How much? Most physicians recommend a mix of adult-organized and free/imaginative play activities, split between 2-3 hours a day for toddlers and preschoolers. Children should also not be inactive for more than an hour at a time!

It’s important to remember that Active Play does not necessarily require large spaces or huge chunks of time. Doing jumping jacks or running on the spot can be done just about anywhere, and a bunch of short bursts throughout the day are just as effective (sometimes even more so) than one extended activity.

  • NUMBER JUMP: Use painter’s tape (which is easily removed from most surfaces and leaves no residue) to outline numbers or shapes on your floor. Sing a song like “The Ants Go Marching” or “Alice the Camel” and have your child run to the appropriate number and jump on it (or march, or tap, etc) for the length of the song. Be prepared to do this one a few times! BONUS: It increases numeral and shape recognition as well!
  • FREEZE DANCE: Put on some of your child’s favourite tunes and dance like maniacs — but only as long as the music is playing! Periodically pause the song and have your child freeze in their last position. BONUS: The anticipation of the next freeze and the ability to hold it are a great way to strengthen emotional maturity: It’s hard to wait for the fun things we want, but we have to learn to control ourselves!

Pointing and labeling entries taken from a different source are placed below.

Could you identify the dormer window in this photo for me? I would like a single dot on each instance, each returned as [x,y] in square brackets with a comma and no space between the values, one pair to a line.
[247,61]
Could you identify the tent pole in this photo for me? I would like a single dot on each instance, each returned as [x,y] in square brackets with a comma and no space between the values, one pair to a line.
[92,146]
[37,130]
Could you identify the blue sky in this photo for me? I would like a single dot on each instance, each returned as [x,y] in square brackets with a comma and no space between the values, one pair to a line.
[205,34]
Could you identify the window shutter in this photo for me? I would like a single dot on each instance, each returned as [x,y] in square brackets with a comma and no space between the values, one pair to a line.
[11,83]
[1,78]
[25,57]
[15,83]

  • ANIMAL ALPHABET: Choose an animal for each letter and move like they do! Snap like an Alligator, Wiggle like a Baboon… extra points if the action and the animal start with the same letter: Crunch like a Caterpillar, Dig like a Dingo, etc. Keep active for the whole alphabet!

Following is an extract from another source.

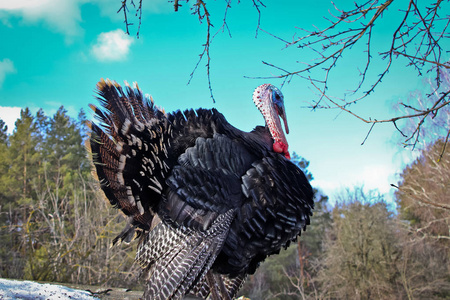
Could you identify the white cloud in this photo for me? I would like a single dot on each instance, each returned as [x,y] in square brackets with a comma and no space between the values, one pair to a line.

  • SCREEN SAVER: We know how hard it can be to limit screen time… but one of the main reasons why we try to stay away from it is because it keeps our kids stationary for too long. The solution? Re-enact what’s happening on the tube! Flip around with the little mermaid… stomp with the dinosaurs… race like Lightening McQueen. Even if it’s just for a few minutes here and there throughout the show.
  • TUMMY TIME: Our babies need their exercise too! Tummy Time can be tricky, but if you’re finding it to be a rough time, try different kinds of tummy time; try lying down on your tummy across from baby, face to face, so you can see each other and share the time, or try putting your baby on YOUR tummy, so they can see your face and feel the rhythms of your breathing. Babies also love baby faces — put them on a mirror so they can see their own!